Last week, Isabelle “Belle” Bryan won the 2022 competition, along with the $10,000 grand prize, with her cheekily named app, Insphigher. It’s designed for cannabis users to explore and share their creative musings under the influence of cannabis with likeminded people, BU Today reports.

The cannabis community has had a challenging time finding space online, with policies on social media giants like Facebook, Instagram, YouTube and TikTok generally steering users away from cannabis-related posts. Cannabis professionals and businesses have suddenly had their accounts removed, and some have suggested social media networks enforce their policies unevenly and that larger brands maintain their accounts through under-the-table dealings.

The current environment for cannabis on social media has led to the creation of other cannabis-focused networks, like WeedTube, where cannabis users can post about weed without the fear of violating terms of service or losing their accounts.

Bryan had similar inspirations, citing the lack of user-friendly platforms for cannabis users. Insphigher is meant to bring the cannabis community together, to connect and interact with one another and share ideas via audio and text. The app would also host monthly challenges where users can get rewards for their ideas.

Bryan was one of four finalists to present their ideas for cannabis-ancillary startups, described by BU Today as “companies or ideas that support the cannabis industry, but don’t come in direct contact with cannabis plants,” to the judges. Each team has six minutes to pitch their idea, followed by six minutes of questioning.

Along with the nice chunk of change, Bryan will also receive free consulting services from Denver-based business strategy firm Green Lion Partners, which sponsors the annual competition. The firm advises companies in the cannabis industry on elevating their business ideas, while striving to promote socially conscious legislation.

The BU competition required all participants to have a “social component to their work” to show the positive impact their idea would have on reducing cannabis stigmas, according to Co-Founder Jeff Zucker.

Insphigher would “work to create educational programs to all community members when it comes to cannabis safety and knowledge, regardless of race, gender, income, ability, or zip code,” Bryan said.

The conversation surrounding the “highdea” as a whole, specifically whether or not getting high actually makes people more creative, has been a debate in the cannabis space for a while now.

A 2022 study published in the Journal of Applied Psychology tackled the topic, ultimately finding that cannabis does not increase actual creativity; researchers said that users did, however, have biases to make them believe that their ideas, and other people’s, were more creative as well.

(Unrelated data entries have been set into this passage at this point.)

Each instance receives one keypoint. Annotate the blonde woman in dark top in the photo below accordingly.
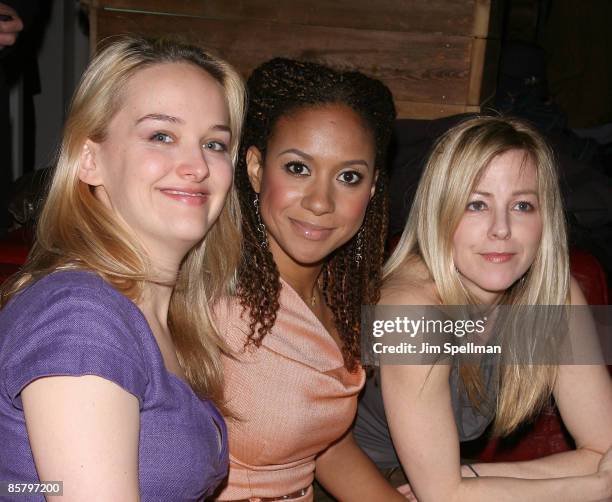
(109, 366)
(487, 228)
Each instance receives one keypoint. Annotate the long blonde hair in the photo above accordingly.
(457, 161)
(76, 231)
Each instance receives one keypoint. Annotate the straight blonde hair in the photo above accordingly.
(76, 231)
(457, 161)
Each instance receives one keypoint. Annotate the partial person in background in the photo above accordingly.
(109, 364)
(313, 192)
(487, 228)
(18, 21)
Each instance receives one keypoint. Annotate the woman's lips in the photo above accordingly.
(188, 197)
(309, 231)
(497, 257)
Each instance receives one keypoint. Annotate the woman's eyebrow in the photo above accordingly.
(160, 116)
(295, 151)
(525, 191)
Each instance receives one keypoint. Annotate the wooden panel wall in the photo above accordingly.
(438, 57)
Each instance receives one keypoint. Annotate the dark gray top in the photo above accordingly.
(372, 432)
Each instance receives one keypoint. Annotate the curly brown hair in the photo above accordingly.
(277, 89)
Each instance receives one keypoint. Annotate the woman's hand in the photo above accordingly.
(84, 431)
(9, 28)
(407, 492)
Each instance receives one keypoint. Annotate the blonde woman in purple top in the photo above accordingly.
(109, 364)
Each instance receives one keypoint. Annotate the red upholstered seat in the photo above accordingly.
(14, 250)
(547, 434)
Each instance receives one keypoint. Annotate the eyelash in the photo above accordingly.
(290, 168)
(357, 177)
(162, 137)
(472, 206)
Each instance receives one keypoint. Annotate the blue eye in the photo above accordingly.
(297, 168)
(476, 205)
(350, 177)
(216, 146)
(161, 137)
(524, 206)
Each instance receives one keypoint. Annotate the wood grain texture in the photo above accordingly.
(416, 67)
(420, 110)
(452, 17)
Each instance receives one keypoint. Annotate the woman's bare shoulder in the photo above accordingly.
(411, 284)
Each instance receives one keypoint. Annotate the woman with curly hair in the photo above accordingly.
(312, 189)
(109, 374)
(487, 229)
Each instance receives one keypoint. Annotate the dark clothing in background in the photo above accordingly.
(15, 62)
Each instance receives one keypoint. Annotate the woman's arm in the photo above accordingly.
(418, 406)
(84, 432)
(349, 475)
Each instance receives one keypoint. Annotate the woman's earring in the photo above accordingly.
(261, 228)
(359, 246)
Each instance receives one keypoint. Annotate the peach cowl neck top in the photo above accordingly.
(292, 397)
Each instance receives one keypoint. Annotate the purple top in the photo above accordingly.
(74, 323)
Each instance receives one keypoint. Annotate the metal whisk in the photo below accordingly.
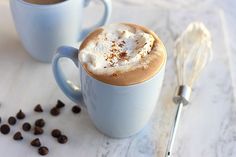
(193, 52)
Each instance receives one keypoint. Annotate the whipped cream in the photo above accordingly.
(118, 47)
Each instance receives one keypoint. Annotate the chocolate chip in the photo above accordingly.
(26, 126)
(43, 150)
(38, 108)
(20, 115)
(39, 123)
(17, 136)
(12, 120)
(5, 129)
(56, 133)
(60, 104)
(55, 111)
(38, 130)
(76, 109)
(62, 139)
(36, 142)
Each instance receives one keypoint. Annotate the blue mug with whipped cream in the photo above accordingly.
(121, 69)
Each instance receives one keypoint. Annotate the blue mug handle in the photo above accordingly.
(106, 16)
(70, 90)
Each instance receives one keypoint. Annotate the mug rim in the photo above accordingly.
(162, 67)
(42, 5)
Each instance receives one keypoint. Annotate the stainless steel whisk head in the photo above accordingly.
(193, 52)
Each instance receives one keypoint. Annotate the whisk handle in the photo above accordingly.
(183, 93)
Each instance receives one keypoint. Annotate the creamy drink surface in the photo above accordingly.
(122, 54)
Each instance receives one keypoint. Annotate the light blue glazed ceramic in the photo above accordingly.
(43, 28)
(117, 111)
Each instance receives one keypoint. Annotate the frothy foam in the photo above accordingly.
(117, 48)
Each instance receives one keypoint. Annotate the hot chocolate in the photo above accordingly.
(122, 54)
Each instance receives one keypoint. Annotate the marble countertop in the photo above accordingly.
(208, 125)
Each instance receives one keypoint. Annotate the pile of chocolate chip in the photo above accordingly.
(37, 128)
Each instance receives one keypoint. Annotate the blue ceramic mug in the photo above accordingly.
(43, 28)
(117, 111)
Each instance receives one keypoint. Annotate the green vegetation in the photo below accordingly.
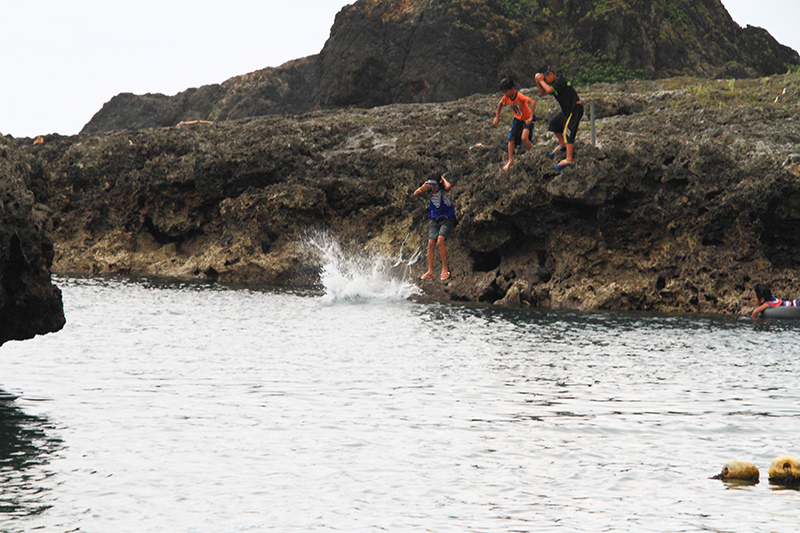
(605, 68)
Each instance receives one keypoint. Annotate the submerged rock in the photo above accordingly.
(742, 471)
(785, 470)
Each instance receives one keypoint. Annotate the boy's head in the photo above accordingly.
(434, 180)
(763, 293)
(547, 71)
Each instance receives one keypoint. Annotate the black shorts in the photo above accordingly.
(568, 126)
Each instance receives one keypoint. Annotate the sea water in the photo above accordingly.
(358, 407)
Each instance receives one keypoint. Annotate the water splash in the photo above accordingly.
(362, 275)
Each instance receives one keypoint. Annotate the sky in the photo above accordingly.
(61, 60)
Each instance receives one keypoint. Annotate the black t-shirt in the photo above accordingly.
(565, 95)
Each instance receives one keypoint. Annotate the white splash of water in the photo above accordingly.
(362, 275)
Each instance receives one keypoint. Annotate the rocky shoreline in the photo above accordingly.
(682, 205)
(30, 304)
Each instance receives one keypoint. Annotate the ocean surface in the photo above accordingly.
(188, 407)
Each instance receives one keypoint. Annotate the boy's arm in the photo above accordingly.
(497, 115)
(758, 310)
(424, 187)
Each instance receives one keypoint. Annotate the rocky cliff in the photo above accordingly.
(683, 203)
(29, 303)
(414, 51)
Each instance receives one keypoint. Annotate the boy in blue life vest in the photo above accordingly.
(521, 127)
(766, 300)
(441, 220)
(564, 123)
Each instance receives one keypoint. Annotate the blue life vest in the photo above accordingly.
(441, 205)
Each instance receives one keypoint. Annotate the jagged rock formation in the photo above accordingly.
(29, 303)
(683, 204)
(413, 51)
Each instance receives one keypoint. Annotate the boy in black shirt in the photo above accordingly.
(565, 123)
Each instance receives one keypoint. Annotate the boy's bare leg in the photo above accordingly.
(429, 273)
(443, 255)
(510, 155)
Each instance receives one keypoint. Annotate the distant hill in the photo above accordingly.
(401, 51)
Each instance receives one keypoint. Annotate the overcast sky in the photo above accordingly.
(62, 60)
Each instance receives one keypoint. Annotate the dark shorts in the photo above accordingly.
(515, 134)
(440, 226)
(568, 126)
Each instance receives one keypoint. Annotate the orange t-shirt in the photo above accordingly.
(519, 106)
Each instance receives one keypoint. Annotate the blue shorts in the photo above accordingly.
(515, 134)
(440, 226)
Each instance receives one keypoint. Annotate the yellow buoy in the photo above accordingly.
(738, 471)
(785, 470)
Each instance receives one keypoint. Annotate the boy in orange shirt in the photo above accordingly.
(523, 108)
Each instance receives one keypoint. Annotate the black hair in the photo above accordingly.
(506, 84)
(763, 292)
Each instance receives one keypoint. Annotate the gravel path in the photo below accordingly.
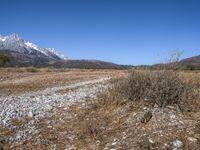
(42, 103)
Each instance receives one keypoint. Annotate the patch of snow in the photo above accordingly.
(177, 144)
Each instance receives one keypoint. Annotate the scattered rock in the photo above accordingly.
(192, 140)
(30, 114)
(177, 144)
(146, 117)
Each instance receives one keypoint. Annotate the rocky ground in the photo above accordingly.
(20, 110)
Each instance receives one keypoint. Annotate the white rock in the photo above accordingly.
(177, 144)
(191, 139)
(30, 114)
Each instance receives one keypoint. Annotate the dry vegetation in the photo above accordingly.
(144, 110)
(20, 80)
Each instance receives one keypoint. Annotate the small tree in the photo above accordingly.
(4, 59)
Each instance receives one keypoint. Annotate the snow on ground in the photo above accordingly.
(41, 103)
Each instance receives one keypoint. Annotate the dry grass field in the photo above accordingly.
(134, 112)
(20, 80)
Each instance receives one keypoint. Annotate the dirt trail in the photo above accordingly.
(40, 103)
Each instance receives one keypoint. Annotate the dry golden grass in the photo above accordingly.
(19, 80)
(113, 121)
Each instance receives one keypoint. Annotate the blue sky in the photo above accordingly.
(122, 31)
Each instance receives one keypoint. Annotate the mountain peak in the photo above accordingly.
(15, 43)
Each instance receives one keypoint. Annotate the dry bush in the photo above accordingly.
(157, 87)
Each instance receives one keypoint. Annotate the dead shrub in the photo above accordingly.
(157, 87)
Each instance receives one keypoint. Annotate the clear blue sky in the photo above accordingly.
(122, 31)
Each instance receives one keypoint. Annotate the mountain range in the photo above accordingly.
(24, 53)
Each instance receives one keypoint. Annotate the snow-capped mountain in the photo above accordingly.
(17, 44)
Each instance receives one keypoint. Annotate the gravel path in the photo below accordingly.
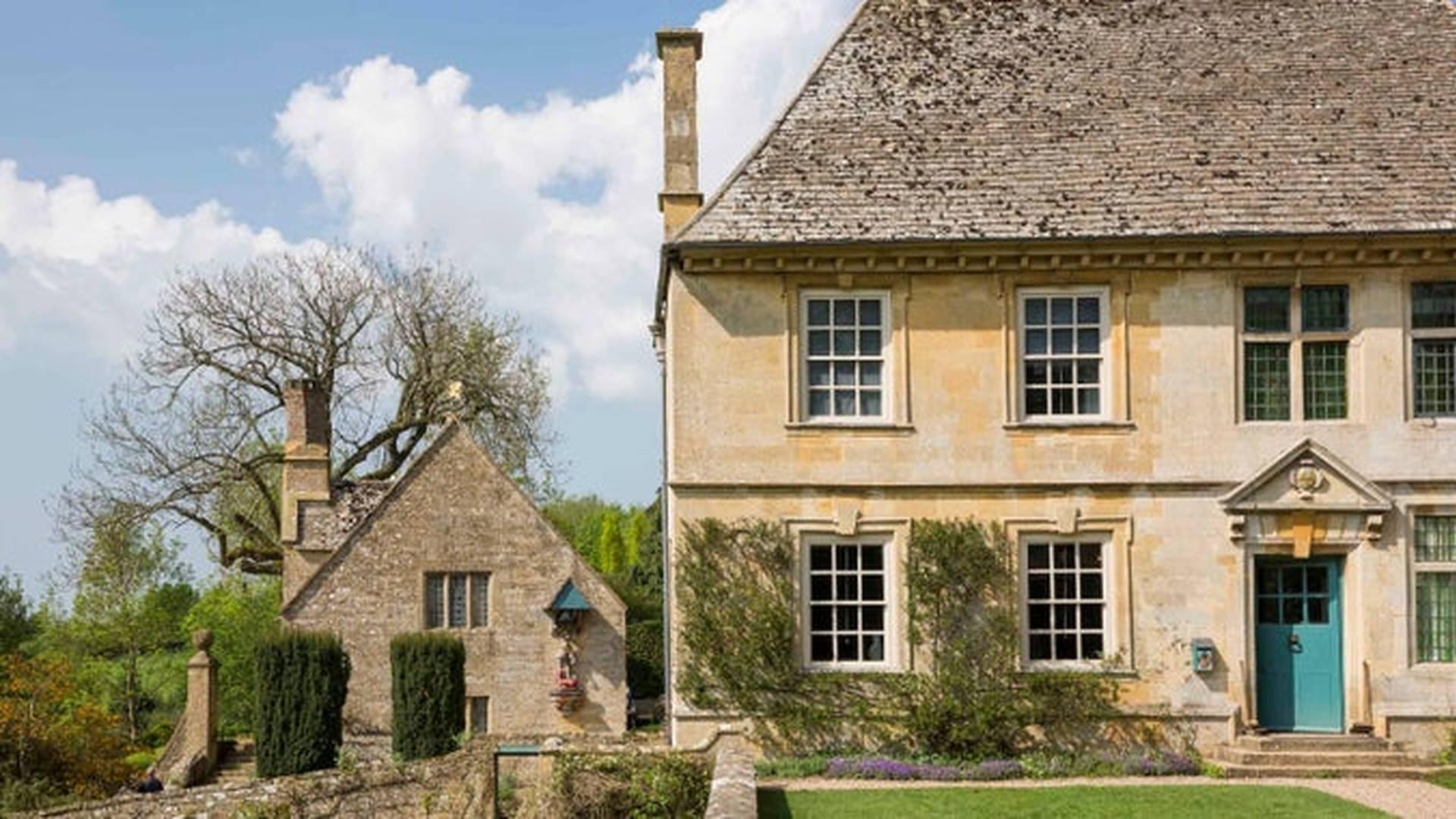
(1397, 798)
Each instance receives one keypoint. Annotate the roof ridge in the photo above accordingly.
(767, 133)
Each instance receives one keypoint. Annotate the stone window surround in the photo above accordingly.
(1106, 391)
(1411, 335)
(1117, 347)
(1117, 626)
(433, 567)
(1296, 362)
(848, 526)
(896, 293)
(1411, 513)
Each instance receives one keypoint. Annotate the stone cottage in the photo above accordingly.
(452, 545)
(1164, 287)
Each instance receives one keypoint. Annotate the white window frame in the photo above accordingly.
(887, 392)
(892, 602)
(1110, 614)
(1104, 297)
(1423, 334)
(1426, 567)
(449, 577)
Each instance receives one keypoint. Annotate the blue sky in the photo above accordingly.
(517, 139)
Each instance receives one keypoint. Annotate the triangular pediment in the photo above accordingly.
(1308, 477)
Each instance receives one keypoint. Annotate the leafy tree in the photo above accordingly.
(242, 614)
(131, 592)
(191, 431)
(17, 620)
(52, 742)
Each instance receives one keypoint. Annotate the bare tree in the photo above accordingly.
(193, 430)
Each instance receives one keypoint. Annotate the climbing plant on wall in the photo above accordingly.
(967, 695)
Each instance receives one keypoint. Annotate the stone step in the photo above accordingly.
(1320, 758)
(1315, 742)
(1323, 773)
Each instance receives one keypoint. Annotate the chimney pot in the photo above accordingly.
(680, 199)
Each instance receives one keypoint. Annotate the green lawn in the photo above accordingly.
(1163, 802)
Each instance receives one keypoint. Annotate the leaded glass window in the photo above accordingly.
(845, 340)
(1066, 601)
(1436, 588)
(1326, 379)
(457, 599)
(1292, 341)
(1062, 354)
(848, 604)
(1266, 382)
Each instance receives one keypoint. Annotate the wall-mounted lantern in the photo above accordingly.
(566, 611)
(1203, 659)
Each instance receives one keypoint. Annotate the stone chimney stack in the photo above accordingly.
(680, 199)
(305, 453)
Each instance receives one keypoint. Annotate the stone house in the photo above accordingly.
(1164, 287)
(450, 545)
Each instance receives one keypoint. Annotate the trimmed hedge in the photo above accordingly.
(645, 657)
(302, 682)
(428, 692)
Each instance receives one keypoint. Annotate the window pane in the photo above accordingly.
(1036, 341)
(1036, 312)
(819, 343)
(1326, 381)
(1266, 309)
(435, 601)
(456, 601)
(1324, 306)
(479, 599)
(1433, 305)
(1435, 378)
(1436, 538)
(870, 403)
(1266, 382)
(819, 403)
(1436, 617)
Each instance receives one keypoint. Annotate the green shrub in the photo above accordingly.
(302, 682)
(641, 786)
(645, 657)
(428, 691)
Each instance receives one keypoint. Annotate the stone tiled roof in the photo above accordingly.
(1055, 118)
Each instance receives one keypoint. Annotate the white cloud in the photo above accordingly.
(413, 162)
(85, 268)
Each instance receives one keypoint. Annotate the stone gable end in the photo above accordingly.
(457, 512)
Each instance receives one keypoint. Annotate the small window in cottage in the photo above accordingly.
(457, 599)
(1433, 349)
(479, 714)
(1277, 356)
(1063, 357)
(1435, 588)
(1066, 601)
(845, 356)
(848, 585)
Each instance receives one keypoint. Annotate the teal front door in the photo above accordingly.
(1298, 643)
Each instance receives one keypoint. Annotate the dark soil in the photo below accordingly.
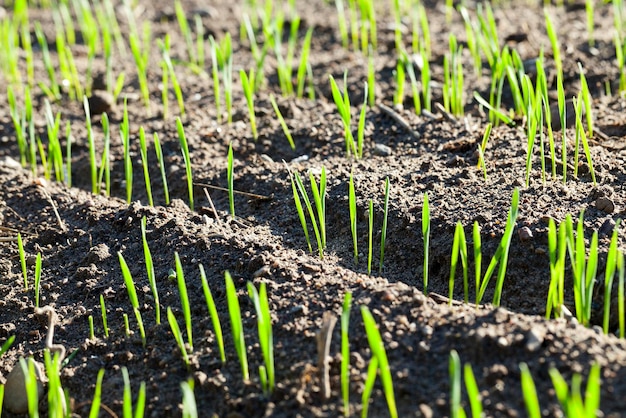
(265, 243)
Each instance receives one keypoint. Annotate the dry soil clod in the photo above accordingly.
(16, 398)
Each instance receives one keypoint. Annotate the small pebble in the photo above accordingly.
(605, 204)
(382, 150)
(534, 339)
(100, 102)
(525, 234)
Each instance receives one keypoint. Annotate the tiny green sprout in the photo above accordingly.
(383, 234)
(236, 325)
(127, 404)
(97, 396)
(143, 150)
(92, 335)
(264, 325)
(529, 391)
(426, 239)
(459, 247)
(6, 345)
(103, 312)
(22, 254)
(184, 299)
(370, 236)
(282, 122)
(37, 278)
(190, 409)
(379, 358)
(247, 83)
(454, 370)
(230, 180)
(345, 353)
(217, 327)
(185, 151)
(178, 335)
(160, 159)
(353, 224)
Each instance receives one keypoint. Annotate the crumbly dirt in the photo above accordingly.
(265, 243)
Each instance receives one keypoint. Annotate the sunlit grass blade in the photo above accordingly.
(236, 325)
(215, 320)
(425, 239)
(184, 298)
(345, 353)
(185, 151)
(378, 351)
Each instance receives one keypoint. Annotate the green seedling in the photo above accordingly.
(68, 154)
(22, 254)
(379, 358)
(210, 303)
(304, 62)
(37, 278)
(185, 151)
(583, 268)
(360, 136)
(529, 392)
(264, 325)
(190, 409)
(557, 246)
(556, 50)
(609, 274)
(247, 84)
(473, 394)
(481, 149)
(127, 404)
(400, 78)
(620, 294)
(105, 163)
(160, 159)
(282, 122)
(501, 256)
(164, 46)
(150, 270)
(184, 299)
(319, 198)
(425, 239)
(6, 345)
(371, 79)
(92, 334)
(128, 164)
(345, 353)
(383, 234)
(92, 149)
(454, 370)
(236, 325)
(143, 150)
(97, 396)
(103, 312)
(581, 136)
(353, 227)
(30, 384)
(126, 324)
(342, 101)
(132, 295)
(178, 335)
(230, 180)
(370, 236)
(459, 247)
(571, 399)
(141, 54)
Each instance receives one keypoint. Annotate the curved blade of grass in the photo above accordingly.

“While we expected that cannabis-induced joviality would result in people thinking that their ideas and others’ ideas are more creative, we were surprised that cannabis-induced joviality did not lead to more actual creativity,” lead author Yu Tse Heng, an assistant professor in the McIntire School of Commerce at the University of Virginia, told UVA Today.

Despite these findings, many cannabis users and creatives, including big names like Lady Gaga and Seth Rogen, would disagree.

Looking toward the future, Bryan said she will use the prize money to continue developing her app, hopefully bringing it to smartphone app stores soon.

“Ideas are infinite. We have them all the time. At work, at home, in the shower before bed,” Bryan said. “Cannabis is known to inspire ideation in particular.”